DLC, or downloadable content, takes the idea of downloading and playing games one step further. Developers will often develop additional content for a game rather than make a brand new one, releasing said content either for free or for a price. Obviously this practice can be abused if the developer has no reservations about withholding game content from the original game and later adding it for a fee. Some DLC packages I have seen are completely ludicrous.

For example, The Elder Scrolls V: Oblivion is a role-playing game where you interact with the world and the places therein either by walking there or by traveling via horseback. Traveling via horseback was often unnecessary as you could “fast-travel”, or warp to places you’ve already been automatically with a click of the mouse. After the game was released, they offered “horse armor” as DLC for 200 Microsoft points (about $2.50). Yes, you could buy armor for your digital horse giving it more health. As I stated already, using a horse was mostly unnecessary seeing as how you could fast travel to key places instantly. I was shocked when I first heard about it and realized just how bad things could become should companies focus solely on making a quick buck off of their loyal customers.

Horse Armor

Is that really worth $2.50?

Unfortunately, it did get worse. EA’s Need For Speed World currently has the Koenigsegg CCX “Elite” Edition car out for DLC. How much do you think a digital in-game car would cost? Keep in mind, this special car would be unique to only that one game. Fifty cents? A dollar? Try a hundred. Yes, that is $100.00 USD for a digital car. However, the good news is that it is currently on sale for $75.00 until December 21st. I find that gesture to be extremely generous on EA’s part, don’t you?

EA isn’t the only developer eye-gouging its customers. If you do have Steam, go take a look at all of the DLC available for purchase. Tropico 4, a Simcity-like game from a series dear to my heart, is offering a DLC for $4.99 that gives you access to a special building. The Warhammer 40k: Dawn of War II games offer .99 cent weapons you can equip onto members of your squad. Call of Duty: Modern Warfare is a series most have at least heard of, featuring DLC map packs that give players who play multiplayer online the chance to fight on new maps. These often price at $15.00 for five maps. Railworks, a train simulator where you drive a train, has over sixty different DLC packages available ranging from $5.00 to $35.00 a piece. In most of those you gain access to a new train and a few small extras. World of Warcraft has pets you can purchase to follow your character around in-game, averaging at $15.00 a pop.

Railworks Add-Ons

Get the Stanier Jubilee Steam Locomotive RailWorks Add-on, which features one train available in four different colors, five scenarios, and two free roams for a low, low price of $21.99.

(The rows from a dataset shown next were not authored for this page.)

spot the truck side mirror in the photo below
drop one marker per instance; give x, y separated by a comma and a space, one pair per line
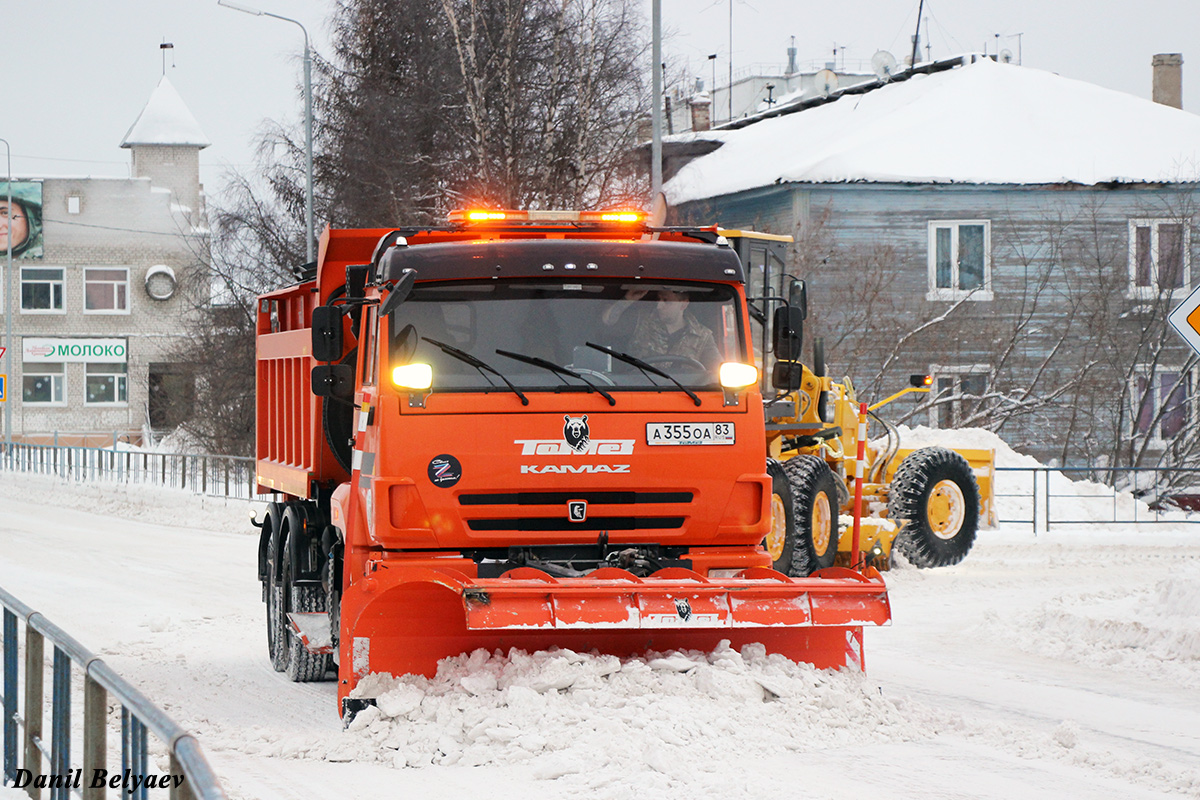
787, 376
399, 293
787, 331
334, 380
327, 334
798, 298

To be fair, there are companies out there (mostly indie developers) that give their customers free DLC as a thank you for being a loyal customer. Many of my regular readers have probably noticed the string of Dungeon Defender articles I have written; most of their DLC was free. Steam often holds a special deal program, reducing the game and its DLC to what some may consider to be acceptable prices.

I sincerely hope that the future of the gaming industry doesn’t revolve around how much cash developers can squeeze out of their customers. What disappoints me is that some people are willing to pay $2.50 for horse armor or $100.00 for a digital car for various reasons. Companies will continue to sell the product so as long as people are willing to buy it, and buy it they do. In the end you may end up paying over a $100.00 on a game for all of the extra content that was offered, though part of you may come to realize that many of those extra features could have just been easily patched in for free to reward their consumer base.

I guess it all comes down to your personal comfort level. How much are YOU willing to pay for DLC, especially if it’s for a game you’re really involved with?